[Buddha-l] Re: flat earth?

curt curt at cola.iges.org
Wed May 16 12:33:25 MDT 2007


Jim Peavler wrote:
>
> On May 16, 2007, at 11:10 AM, curt wrote:
>
>> Which begs the question of what he based his assertion on in the 
>> first place.
>
> I am sure you meant to say "raises the question" or something.  
> "Begging the question" is a logical fallacy, (petitio principii), in 
> which the statement to be proved is assumed in one or more of the 
> premises. Kind of a classic is: "Of course the Bible is true; it is 
> God's word!"

Yes - I appear to be guilty of using the phrase in the way it is 
normally used, which appears to not be the way in which it was 
originally used. Which begs the question of when does a "language 
mistake" become just another example of "language change". One criterion 
for telling the difference is that "mistakes" that don't catch-on are 
just mistakes, but "mistakes" that everyone makes eventually become 
recognized as changes to the language.
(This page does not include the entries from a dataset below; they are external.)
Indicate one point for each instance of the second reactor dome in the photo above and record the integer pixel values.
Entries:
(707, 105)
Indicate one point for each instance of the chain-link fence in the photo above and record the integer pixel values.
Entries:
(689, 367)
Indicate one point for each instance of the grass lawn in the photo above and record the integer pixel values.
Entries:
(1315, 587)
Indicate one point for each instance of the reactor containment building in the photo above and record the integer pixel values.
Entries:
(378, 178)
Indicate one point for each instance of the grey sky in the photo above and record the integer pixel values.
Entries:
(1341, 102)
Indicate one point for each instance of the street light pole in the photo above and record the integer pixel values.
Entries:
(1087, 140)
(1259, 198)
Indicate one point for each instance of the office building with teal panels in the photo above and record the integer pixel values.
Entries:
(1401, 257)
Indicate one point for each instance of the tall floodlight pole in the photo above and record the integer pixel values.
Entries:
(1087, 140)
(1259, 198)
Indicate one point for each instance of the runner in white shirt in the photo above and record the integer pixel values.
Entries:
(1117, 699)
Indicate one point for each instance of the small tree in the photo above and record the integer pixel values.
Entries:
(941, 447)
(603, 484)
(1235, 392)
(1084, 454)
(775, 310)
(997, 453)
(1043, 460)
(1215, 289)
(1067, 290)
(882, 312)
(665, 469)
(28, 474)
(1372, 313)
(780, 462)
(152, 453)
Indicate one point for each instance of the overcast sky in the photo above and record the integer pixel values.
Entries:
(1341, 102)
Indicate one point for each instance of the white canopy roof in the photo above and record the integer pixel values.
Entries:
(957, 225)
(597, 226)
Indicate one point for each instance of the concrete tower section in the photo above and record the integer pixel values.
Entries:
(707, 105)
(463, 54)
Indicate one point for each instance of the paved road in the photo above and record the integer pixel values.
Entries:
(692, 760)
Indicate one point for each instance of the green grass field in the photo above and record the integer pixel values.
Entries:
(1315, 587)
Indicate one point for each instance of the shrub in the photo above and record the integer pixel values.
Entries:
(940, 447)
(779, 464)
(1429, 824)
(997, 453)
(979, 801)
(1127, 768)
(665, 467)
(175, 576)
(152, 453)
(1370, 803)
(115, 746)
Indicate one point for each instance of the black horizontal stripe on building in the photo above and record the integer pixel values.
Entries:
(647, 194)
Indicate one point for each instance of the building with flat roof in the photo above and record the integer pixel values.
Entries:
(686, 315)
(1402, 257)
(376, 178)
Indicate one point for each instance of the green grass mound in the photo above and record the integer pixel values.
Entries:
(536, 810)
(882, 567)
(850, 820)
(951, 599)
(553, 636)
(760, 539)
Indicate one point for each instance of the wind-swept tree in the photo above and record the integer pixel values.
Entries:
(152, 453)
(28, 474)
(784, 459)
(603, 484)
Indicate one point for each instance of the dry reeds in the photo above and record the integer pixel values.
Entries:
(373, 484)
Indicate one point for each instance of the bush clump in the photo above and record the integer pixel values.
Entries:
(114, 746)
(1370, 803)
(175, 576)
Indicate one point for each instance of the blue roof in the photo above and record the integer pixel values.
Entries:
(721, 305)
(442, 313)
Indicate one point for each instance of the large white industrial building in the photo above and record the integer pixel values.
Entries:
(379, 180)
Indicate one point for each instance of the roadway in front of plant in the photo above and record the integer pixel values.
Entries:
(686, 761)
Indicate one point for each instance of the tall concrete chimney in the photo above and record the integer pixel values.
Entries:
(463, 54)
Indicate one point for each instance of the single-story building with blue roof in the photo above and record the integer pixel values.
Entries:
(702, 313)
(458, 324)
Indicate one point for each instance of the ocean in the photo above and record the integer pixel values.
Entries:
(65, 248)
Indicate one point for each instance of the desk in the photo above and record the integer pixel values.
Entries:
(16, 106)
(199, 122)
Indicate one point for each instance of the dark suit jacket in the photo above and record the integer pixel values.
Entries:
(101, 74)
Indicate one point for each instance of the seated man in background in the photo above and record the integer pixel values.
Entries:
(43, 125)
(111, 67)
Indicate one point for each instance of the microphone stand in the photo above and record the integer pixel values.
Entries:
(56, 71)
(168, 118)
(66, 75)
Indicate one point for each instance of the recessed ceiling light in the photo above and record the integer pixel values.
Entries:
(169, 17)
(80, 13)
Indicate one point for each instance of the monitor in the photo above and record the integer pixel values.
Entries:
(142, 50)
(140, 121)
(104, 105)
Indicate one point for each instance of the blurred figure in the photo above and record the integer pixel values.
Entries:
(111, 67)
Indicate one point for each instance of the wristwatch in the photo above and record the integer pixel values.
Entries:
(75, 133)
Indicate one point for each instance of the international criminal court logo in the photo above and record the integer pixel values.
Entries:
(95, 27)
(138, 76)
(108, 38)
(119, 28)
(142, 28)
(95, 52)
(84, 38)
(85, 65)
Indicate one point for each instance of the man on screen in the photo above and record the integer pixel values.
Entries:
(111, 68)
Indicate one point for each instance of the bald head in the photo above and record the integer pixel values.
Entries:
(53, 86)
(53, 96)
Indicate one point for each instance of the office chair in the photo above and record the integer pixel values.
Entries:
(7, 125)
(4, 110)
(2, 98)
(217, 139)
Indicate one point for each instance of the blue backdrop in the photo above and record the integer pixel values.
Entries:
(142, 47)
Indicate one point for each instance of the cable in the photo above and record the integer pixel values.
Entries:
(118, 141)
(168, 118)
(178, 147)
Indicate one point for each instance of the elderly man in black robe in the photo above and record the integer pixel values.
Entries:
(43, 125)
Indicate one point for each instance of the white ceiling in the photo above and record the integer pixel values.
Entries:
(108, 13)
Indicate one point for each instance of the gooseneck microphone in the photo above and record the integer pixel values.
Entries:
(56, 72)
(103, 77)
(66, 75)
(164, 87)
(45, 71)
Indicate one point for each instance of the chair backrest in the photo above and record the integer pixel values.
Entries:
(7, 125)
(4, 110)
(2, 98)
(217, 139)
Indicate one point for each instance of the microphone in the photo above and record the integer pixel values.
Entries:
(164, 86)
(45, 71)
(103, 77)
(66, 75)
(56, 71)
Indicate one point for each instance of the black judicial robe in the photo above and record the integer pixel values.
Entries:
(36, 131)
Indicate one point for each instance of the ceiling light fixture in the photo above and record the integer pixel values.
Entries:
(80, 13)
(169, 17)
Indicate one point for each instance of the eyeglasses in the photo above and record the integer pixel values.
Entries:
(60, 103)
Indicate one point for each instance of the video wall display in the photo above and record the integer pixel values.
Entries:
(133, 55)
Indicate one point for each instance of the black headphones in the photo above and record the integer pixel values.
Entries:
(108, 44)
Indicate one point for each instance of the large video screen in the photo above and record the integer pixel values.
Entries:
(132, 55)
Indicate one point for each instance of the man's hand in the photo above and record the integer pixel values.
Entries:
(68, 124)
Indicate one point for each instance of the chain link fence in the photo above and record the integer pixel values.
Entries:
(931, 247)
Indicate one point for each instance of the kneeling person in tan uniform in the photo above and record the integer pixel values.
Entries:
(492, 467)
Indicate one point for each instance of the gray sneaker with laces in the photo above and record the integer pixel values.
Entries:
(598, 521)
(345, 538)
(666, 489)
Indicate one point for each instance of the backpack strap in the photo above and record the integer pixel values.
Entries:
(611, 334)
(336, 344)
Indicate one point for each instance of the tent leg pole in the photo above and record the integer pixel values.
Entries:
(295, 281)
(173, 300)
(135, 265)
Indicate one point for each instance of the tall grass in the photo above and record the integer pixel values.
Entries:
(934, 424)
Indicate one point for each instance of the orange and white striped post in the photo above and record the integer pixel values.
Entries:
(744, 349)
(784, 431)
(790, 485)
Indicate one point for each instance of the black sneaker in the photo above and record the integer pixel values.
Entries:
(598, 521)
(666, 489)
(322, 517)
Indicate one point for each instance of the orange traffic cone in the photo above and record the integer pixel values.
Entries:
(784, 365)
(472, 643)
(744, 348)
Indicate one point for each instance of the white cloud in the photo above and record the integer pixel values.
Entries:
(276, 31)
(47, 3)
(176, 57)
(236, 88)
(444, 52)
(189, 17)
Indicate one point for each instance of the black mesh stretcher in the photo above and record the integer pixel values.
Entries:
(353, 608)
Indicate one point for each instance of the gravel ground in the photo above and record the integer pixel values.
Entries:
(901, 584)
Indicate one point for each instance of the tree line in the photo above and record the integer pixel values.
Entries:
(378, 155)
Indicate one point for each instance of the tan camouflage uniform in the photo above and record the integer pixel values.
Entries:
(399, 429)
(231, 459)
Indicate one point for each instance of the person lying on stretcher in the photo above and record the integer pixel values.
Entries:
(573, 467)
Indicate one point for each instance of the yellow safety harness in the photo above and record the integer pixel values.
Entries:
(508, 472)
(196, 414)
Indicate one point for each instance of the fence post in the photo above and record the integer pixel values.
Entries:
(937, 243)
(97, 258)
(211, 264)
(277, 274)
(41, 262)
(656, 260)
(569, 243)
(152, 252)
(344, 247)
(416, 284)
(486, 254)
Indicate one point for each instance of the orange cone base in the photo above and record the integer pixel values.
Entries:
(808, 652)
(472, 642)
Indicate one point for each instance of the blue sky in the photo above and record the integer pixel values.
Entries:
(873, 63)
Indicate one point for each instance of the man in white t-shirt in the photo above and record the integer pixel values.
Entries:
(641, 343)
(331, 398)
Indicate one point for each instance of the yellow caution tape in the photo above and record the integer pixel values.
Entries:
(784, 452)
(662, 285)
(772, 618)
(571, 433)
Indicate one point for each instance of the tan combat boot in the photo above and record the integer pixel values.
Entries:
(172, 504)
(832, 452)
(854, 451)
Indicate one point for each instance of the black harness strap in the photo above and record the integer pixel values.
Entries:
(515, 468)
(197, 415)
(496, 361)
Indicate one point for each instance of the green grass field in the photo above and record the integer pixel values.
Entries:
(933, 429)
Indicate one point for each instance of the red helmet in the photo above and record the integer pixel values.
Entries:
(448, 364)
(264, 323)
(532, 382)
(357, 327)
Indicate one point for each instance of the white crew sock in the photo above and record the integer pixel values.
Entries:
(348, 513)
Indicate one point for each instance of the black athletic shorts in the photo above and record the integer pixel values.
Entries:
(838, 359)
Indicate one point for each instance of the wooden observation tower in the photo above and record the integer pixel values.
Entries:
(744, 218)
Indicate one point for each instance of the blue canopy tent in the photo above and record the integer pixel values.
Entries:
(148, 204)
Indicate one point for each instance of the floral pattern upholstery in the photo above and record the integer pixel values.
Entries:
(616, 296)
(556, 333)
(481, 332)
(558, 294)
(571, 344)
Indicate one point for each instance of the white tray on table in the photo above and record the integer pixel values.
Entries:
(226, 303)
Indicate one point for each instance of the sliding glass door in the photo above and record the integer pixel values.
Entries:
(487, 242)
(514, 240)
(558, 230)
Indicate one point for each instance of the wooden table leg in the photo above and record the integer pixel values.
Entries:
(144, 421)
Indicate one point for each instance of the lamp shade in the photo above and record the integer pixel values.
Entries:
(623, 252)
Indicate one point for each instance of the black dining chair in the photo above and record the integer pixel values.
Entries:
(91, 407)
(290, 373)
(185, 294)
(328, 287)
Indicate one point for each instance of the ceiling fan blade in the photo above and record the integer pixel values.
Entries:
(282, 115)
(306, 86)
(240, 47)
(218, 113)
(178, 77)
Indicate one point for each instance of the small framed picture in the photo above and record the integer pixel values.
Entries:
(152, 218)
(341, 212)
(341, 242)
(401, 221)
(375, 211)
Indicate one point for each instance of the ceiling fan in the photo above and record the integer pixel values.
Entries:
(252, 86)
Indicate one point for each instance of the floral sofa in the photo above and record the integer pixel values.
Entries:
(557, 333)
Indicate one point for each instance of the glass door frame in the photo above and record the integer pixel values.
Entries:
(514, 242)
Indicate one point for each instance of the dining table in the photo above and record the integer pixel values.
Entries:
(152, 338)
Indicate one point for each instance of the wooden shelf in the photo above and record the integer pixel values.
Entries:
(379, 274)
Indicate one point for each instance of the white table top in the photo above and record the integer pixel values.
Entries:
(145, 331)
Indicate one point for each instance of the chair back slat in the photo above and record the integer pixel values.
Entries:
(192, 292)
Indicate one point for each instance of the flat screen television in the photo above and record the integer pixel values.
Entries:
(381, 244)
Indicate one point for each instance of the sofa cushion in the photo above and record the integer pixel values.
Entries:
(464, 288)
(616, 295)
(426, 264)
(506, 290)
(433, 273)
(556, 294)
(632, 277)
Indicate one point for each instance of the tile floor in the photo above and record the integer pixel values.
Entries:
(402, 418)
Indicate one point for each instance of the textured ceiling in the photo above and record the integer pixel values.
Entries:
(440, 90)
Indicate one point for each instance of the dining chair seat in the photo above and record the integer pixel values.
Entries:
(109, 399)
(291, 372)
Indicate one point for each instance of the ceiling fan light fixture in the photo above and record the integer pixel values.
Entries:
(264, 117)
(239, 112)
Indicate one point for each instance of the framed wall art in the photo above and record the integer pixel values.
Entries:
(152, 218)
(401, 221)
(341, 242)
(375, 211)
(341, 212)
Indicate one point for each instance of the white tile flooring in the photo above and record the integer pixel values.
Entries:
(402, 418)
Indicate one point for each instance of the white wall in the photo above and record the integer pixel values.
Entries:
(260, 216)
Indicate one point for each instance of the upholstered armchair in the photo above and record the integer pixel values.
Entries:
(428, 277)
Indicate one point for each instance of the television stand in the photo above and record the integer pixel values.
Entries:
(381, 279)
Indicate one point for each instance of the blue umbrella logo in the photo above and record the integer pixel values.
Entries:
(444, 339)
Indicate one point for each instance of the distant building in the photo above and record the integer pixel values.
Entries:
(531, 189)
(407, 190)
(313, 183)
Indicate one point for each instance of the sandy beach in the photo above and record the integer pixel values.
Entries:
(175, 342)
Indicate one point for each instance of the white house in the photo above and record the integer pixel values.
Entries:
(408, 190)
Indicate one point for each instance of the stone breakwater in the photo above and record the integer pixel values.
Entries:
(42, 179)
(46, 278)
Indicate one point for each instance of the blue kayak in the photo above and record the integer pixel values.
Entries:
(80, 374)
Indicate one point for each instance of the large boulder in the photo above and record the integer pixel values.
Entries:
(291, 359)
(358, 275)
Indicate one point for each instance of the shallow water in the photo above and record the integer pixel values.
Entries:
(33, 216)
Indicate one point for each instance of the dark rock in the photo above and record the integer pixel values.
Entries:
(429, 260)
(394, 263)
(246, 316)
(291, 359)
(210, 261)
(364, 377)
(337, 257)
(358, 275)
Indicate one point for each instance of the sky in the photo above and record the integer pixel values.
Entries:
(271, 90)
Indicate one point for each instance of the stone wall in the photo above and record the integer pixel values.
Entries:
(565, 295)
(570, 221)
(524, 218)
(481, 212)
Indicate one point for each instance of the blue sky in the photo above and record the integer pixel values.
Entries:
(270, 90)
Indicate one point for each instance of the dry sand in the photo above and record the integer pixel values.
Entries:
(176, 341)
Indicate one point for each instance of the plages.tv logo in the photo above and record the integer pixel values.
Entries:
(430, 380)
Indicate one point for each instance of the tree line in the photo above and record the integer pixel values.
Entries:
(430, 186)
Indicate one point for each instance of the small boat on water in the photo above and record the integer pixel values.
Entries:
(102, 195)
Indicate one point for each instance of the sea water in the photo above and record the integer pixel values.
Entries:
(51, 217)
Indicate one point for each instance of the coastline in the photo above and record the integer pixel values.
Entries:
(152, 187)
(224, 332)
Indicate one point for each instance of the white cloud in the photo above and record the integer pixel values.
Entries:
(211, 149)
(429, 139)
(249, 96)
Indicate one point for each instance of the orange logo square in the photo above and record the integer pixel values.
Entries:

Note how this is different from a 
mistake like, to pick a random example, claiming that everyone thought 
the earth was flat before Columbus.  No matter how many times you repeat 
that kind of mistake it remains wrong. But language (at least spoken 
language) has the bizarre property that once a mistake is made with 
sufficient frequency it stops being a mistake. Unless I am mistaken 
about all of this - my linguistics is very rusty - maybe they've changed 
the rules or I no longer remember them right.

>
> Modern journalists seem to have robbed the phrase of any meaning by 
> using it, as you did here. Therefore, I do not have to accept your 
> idea that the world is round because you are a person to uses logical 
> fallacies.
>
All humans are fallible. Curt is human. Therefore Curt must die.